We love a good story. More than that, we are feral for drama. And drama online? Well, anyone can insert themselves into the story just by talking about it. And here we are, fetishizing the circle jerk to internet drama rage porn.
Instead of harping on how “dangerous” someone or some content is, why not remind your audience how to actually “protect” themselves from something harmful or triggering or obnoxious?
You can block accounts. You can tell the algorithm you’re not interested in certain subjects and posts. You can mute conversations and filter keywords.
It may seem obvious and tedious and dull and way too simple…but you can take control over what you see and consume. And if any one of these creators actually mean it when they say they’re concerned for those consuming certain content, then they would be actually fucking helpful. Remind them, inform them that the option to block an account isn’t reserved just for your ex or Karen co-workers.
Don’t get me wrong. I do believe there are people out there trying to be helpful and intentional with the content they decide to share or comment on. But there is a rampant sloppiness when it comes to using a situation as a jumping-off point for commentary content.
I have zero business speculating or commenting on someone else’s mental well-being based off of what they post online, and the majority of the folks who are talking about it have no business doing so either.
I really do mean this earnestly, sincerely, and with a lot of tough love: stop talking about the drama of “the problem” and find something useful to say instead. And if you don’t have anything better to say, don’t say anything at all. Post a meme, like your best friend’s selfie, put down your phone, go outside, pet a dog, check the mail—literally anything else besides sharing half-hearted opinions would be better.
The idea that someone sharing anything online is an invitation to get involved is something I will not accept or perpetuate (and this is my hill to die on, so come at me, bro).
I don’t care if things are the way they are because that’s *how it has always been—*it is a made-up, unspoken, stupid-as-shit “rule” we collectively agreed to.
You don’t have to say anything about the drama.
You don’t have to give your opinion.
You don’t have to keep watching so-and-so’s content.
Ah, but that’s the thing, maybe you keep watching it so you can have something to say, no?
It is undeniable Gabbie Hanna is one of many internet personalities whose name gets clicks, views, and unwarranted clout for “reporting” on the drama.

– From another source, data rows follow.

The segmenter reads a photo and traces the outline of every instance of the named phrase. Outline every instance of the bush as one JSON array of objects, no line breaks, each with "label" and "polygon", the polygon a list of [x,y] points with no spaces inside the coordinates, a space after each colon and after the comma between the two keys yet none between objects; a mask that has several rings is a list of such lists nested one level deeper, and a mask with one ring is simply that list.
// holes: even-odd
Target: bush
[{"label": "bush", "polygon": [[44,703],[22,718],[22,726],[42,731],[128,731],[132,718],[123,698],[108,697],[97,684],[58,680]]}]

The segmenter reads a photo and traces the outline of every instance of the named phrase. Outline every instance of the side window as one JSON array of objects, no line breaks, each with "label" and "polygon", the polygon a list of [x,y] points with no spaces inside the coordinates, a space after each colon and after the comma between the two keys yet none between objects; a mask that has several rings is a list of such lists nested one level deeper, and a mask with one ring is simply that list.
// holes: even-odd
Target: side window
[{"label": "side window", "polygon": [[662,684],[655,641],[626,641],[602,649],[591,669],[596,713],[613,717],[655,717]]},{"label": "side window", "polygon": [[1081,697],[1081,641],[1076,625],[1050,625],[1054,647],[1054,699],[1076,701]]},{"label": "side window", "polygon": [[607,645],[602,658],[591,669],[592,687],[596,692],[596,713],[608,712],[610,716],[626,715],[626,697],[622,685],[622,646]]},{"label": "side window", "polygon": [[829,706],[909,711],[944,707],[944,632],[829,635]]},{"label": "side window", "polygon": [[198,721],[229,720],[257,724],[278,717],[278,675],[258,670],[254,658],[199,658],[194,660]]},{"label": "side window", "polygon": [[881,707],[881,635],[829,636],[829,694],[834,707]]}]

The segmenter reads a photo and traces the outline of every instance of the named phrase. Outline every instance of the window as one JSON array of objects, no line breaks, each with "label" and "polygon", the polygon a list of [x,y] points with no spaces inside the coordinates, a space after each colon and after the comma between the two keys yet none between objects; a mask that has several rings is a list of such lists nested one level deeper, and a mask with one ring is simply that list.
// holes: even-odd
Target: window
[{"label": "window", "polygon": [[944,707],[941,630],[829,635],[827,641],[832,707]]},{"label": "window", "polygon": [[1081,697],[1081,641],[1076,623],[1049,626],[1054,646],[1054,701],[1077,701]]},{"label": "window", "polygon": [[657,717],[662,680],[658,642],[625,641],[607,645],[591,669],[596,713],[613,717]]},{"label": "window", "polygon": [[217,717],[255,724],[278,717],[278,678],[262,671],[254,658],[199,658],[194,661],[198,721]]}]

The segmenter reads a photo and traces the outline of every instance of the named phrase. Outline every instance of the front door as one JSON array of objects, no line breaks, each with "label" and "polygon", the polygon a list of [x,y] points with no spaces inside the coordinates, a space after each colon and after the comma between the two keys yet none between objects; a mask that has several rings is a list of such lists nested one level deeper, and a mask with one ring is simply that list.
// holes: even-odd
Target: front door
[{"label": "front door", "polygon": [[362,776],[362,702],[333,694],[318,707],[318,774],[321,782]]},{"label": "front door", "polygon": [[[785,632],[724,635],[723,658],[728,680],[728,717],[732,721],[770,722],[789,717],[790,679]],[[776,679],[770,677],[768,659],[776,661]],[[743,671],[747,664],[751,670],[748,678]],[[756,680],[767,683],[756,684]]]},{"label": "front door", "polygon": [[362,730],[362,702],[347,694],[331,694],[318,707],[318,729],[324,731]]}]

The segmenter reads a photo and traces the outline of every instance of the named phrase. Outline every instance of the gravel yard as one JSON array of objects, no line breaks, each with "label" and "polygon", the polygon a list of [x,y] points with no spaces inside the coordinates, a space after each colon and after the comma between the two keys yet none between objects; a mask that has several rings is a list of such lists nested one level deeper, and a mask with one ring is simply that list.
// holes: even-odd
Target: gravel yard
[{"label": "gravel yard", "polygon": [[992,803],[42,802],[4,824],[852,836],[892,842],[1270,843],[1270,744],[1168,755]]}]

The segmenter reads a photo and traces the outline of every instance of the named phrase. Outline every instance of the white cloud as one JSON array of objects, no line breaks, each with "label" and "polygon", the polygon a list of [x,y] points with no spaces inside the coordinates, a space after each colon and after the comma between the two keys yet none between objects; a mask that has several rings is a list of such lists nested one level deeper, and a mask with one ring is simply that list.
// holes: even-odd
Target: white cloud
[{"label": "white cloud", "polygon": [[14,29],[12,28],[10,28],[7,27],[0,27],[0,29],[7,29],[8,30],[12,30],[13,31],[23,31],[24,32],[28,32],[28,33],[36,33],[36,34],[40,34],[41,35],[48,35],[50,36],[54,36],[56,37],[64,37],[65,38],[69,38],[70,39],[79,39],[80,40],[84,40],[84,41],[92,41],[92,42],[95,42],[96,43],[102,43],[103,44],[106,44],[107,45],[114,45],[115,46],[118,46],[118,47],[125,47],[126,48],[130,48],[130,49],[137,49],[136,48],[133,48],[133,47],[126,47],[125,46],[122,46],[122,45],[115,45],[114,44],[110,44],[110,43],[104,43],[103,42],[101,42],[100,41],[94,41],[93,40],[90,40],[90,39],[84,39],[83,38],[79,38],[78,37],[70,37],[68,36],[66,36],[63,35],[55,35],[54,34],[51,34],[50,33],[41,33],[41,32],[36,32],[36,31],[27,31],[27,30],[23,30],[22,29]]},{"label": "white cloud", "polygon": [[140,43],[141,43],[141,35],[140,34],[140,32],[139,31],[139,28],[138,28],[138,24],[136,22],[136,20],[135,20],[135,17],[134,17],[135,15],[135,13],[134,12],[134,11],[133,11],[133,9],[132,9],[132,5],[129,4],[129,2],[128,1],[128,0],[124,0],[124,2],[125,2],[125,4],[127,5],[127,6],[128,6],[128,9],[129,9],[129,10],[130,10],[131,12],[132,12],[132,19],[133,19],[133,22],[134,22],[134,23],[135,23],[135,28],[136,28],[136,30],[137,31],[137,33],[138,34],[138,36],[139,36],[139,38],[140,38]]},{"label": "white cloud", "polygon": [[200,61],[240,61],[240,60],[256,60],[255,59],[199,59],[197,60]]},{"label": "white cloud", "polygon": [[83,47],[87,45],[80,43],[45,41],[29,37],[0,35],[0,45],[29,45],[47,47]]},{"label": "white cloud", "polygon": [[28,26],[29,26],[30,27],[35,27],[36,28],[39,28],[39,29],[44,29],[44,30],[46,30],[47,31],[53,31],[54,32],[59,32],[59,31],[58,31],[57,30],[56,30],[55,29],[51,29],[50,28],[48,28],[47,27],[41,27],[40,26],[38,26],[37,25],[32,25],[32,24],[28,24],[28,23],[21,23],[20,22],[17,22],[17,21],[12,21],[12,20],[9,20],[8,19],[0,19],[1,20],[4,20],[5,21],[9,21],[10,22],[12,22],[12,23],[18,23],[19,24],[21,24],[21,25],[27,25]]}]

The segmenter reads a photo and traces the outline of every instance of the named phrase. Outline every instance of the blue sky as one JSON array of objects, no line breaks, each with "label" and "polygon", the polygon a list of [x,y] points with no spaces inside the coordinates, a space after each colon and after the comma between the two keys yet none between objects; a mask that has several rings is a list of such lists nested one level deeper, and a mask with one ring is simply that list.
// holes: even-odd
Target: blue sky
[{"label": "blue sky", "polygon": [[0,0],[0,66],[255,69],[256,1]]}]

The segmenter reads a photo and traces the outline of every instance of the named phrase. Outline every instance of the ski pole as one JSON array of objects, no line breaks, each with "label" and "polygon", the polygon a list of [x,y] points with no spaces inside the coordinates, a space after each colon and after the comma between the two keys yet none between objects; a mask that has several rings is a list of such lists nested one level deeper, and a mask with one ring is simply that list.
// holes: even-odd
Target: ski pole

I’m not a fan of hers, I don’t agree with a lot of things she has said or done in the public forum of the internet, but I will defend her as a whole ass human I do not know personally.
Bottom line: leave her the fuck alone and find something better to say. And stop victimizing yourself or the preverbal “audience” as if content creators are destructive forces that need to be stopped and we are all just oh so helpless.
We are not victims of Gabbie Hanna or any other creator you have some problem with. Because it is absolutely absurd for (what feels like) the entire internet to try and change the behavior of just one person.